These are some thoughts arising after Words Before All Else: Oral Histories in the Digital Age, with works by Zacharias Kunuk, Mary Kunuk, Zack Khalil and Adam Shingwak Khalil, Trevino L. Brings Plenty, Elizabeth LaPensée, Skawennati, and Doug Smarch Jr., curated by Jenny Western and Clint Enns at the Art Gallery of Ontario’s Jackman Hall.


“Words before all else: we bring our minds together as one, as we give thanks for the people, now our minds are one.”

The screening begins with Skawennati’s machinima Words Before All Else Part 1 (2017), which sees her avatar xox recite the above words, the first verse of the Ohen:ton Karihwatehkwen –  Haudenosaunee “Thanksgiving Address,” in English, French, and Kanein’kéha, traditionally spoken at the opening and closing of all Haudenosaunee gatherings. The piece is a more recent version along similar lines of her 2002 collaboration with Jason Lewis, Thanksgiving Address: Greetings to the Technological World. Where the traditional address extends greetings and thanks to the natural world—earth, water, thunder, and the many plant and animal beings—Skawennati and Lewis thank the creator for more technological gifts. They extend greetings and thanks to computers, TCP/IP, internet, C++ and Java, and more, bringing our minds together as one.

To bring our minds together: a reminder. Joining each other through spoken words, thanking the natural world as a way of remembering to live intentionally and carefully with it. Through the ceremony of opening and closing, drawn together into a mindset.

Mary Kunuk’s Unikausiq (Stories) engages the oral transmission of knowledge as an act of remembering. “These stories and songs remind me of my childhood and the stories that my mother used to tell me,” she says. “Recording them on video is my way of keeping them alive.” The stories, carefully rendered through hand-drawn computer animation are unexpected and wonderful. In one of them, a snow bunting teases an Inuk arriving on a small island, asking after snow buntings, “you come from nowhere, I won’t tell you where I am.

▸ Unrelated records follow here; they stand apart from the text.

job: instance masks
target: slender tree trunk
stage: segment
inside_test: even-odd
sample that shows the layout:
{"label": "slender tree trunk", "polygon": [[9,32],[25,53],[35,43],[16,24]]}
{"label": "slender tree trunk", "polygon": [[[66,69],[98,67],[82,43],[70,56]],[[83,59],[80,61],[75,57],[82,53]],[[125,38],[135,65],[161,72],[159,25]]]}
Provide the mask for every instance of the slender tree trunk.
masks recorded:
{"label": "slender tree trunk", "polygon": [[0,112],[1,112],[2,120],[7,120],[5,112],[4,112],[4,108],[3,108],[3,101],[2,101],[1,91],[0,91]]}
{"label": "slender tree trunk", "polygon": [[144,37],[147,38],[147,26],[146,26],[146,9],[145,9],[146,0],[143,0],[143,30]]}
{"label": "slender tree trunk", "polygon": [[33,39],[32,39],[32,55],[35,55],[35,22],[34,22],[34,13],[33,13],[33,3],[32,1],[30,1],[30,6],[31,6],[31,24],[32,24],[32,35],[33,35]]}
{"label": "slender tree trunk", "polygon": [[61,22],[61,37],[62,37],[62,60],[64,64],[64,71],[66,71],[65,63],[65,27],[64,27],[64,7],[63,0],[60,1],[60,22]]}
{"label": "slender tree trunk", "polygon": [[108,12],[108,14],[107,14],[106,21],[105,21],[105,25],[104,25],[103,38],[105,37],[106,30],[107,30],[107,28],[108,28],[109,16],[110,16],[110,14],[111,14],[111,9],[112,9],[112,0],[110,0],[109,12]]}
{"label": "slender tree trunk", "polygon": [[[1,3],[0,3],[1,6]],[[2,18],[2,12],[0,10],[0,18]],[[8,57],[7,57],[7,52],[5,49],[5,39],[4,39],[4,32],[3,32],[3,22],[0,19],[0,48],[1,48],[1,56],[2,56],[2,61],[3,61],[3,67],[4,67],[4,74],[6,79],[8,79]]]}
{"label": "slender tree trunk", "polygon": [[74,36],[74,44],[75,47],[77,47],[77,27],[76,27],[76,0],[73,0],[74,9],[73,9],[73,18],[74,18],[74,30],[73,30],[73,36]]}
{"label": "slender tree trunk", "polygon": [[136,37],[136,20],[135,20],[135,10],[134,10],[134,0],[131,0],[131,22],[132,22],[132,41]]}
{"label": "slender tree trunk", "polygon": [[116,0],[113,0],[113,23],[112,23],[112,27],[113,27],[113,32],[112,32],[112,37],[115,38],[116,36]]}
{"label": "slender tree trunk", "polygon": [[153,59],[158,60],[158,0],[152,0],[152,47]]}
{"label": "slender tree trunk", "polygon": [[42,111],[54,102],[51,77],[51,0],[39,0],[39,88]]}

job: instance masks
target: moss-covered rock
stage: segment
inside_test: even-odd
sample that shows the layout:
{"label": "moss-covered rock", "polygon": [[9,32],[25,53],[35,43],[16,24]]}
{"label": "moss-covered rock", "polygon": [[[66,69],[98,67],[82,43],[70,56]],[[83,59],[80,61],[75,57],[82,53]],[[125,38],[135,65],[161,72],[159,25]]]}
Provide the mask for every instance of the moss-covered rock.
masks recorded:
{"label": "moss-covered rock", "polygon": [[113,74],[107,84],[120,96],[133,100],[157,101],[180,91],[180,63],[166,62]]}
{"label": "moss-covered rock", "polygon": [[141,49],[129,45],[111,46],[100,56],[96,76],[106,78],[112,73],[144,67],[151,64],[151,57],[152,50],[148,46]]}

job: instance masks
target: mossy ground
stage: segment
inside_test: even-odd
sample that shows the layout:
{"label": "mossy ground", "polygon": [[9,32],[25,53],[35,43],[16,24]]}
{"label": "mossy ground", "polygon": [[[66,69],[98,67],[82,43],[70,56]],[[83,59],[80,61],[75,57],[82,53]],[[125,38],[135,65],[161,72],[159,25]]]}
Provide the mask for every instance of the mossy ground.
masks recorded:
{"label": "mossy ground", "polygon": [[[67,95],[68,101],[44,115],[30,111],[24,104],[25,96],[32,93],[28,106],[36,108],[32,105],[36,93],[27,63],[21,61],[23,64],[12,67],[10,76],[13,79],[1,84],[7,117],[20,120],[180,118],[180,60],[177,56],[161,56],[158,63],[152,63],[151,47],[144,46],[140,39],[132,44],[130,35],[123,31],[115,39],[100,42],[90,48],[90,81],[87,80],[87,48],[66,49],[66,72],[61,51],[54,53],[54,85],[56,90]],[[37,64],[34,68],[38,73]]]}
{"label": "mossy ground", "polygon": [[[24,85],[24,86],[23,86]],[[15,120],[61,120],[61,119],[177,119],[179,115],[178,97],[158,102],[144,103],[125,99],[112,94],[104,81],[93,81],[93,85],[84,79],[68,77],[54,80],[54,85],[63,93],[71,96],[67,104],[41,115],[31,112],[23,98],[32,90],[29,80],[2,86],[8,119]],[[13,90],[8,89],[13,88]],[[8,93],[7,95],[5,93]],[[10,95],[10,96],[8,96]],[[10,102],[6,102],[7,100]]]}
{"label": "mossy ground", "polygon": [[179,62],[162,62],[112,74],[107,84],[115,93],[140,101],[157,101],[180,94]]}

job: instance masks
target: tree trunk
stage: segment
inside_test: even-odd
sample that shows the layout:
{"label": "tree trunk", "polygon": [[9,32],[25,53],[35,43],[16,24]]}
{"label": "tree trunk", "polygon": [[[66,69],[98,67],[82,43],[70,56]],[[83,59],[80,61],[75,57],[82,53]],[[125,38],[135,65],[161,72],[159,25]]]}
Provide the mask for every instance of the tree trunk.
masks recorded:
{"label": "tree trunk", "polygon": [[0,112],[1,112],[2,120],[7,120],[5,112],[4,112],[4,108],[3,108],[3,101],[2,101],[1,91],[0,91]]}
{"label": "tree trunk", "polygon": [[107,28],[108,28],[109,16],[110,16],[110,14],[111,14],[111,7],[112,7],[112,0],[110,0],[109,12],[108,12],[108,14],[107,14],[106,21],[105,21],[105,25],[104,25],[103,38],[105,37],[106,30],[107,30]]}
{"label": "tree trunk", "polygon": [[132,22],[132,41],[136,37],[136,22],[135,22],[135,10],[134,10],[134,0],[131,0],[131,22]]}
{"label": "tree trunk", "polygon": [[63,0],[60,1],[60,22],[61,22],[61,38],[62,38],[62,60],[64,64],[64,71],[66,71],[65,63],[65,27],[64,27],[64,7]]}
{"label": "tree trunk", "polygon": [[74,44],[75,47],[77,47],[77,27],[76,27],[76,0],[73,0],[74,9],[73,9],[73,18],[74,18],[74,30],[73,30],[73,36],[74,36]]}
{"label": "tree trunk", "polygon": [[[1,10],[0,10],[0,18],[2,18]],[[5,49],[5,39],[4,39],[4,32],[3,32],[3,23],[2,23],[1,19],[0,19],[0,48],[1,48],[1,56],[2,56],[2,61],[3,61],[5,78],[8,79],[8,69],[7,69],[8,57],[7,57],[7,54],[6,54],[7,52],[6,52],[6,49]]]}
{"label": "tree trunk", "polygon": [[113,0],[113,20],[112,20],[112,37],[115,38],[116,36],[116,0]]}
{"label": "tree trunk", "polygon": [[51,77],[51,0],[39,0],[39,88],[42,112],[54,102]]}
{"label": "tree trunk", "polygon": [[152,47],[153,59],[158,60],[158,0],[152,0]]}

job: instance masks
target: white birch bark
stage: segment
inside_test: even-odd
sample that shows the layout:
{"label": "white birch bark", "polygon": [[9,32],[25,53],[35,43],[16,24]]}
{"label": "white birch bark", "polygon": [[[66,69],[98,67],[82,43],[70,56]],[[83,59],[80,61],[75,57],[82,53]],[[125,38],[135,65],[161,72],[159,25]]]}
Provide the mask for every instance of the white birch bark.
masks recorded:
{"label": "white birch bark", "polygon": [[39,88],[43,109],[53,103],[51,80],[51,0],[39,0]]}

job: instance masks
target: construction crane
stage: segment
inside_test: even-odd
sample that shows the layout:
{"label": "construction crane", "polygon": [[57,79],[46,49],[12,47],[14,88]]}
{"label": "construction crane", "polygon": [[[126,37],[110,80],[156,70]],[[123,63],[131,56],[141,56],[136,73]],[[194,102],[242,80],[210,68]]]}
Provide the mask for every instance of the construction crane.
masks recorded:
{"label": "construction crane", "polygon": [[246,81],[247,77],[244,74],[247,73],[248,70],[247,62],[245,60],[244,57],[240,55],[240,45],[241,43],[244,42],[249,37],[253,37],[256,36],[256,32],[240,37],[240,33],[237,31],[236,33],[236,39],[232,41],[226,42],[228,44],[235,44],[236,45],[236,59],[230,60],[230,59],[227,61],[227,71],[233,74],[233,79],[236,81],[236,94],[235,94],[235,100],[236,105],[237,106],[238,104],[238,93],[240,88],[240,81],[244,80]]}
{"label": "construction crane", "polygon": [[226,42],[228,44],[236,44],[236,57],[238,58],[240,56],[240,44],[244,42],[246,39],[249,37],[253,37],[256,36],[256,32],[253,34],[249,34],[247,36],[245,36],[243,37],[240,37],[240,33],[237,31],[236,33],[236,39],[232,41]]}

A bird must have shit between your teeth.” The electronic continuation of storytelling into video is something Kunuk’s brother Zacharias Kunuk has spoken about, that “filming traditional knowledge is a way of collecting these old stories and retaining them for the future.”[1] Knowledge is passed from elders by way of the video apparatus. It can be played, replayed, shared widely (through things like IsumaTV’s mediaplayer network and Digital Indigenous Democracy projects).

To pass on, to keep alive. The care of rendering:  hand on mouse sketches, clicks, fills in. Traces tears on grandmother’s cheeks, and the ptarmigan she turns into out of grief for her lost granddaughter. What of the relational intimacy of telling?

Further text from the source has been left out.